The new Conner Prairie is still figuring out how to measure success now that it controls its own destiny. Under Earlham's control, the only gauge was financial, Duck said.
"Certainly, economic stability is one criteria," he said. "But what is there beyond that? Should we be looking at raw numbers or the quality of the experience? … Before, there was tension between the two objectives. Now we have a collaborative effort to do both."
This summer, the museum introduced a daily children's program that draws on the popularity of its adult-oriented Murder on the Prairie series. Children participating in Historic Crime Scene Investigation make their way through the historic grounds, talking to interpreters to gather clues to solve a mystery.
Festivals and special events are another way to draw visitors. The Indiana Festival attracted about 6,000 people this spring, and about 2,500 turned out in rainy weather for a Civil War re-enactment.

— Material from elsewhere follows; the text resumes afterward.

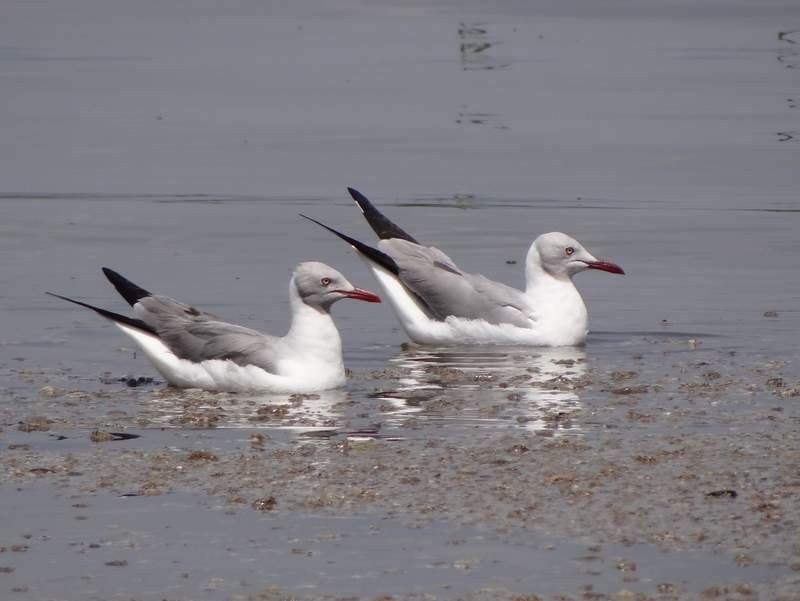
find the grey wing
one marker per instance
(446, 290)
(199, 336)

Tripping the turnstile more often can't hurt. Improving attendance–and revenue–sends a message about Conner Prairie's role in the community. And that ultimately could help leaders make a case for community support.
But don't expect new facilities without new money.
"We have to be very careful about growth," Rosenthal cautioned. "If we're adding staff or putting a new burden on facilities, once the initial [attendance] spike is over, we'll be left with increased costs but not increased revenue."
"We don't want to leave any problems for future generations," Duck concurred.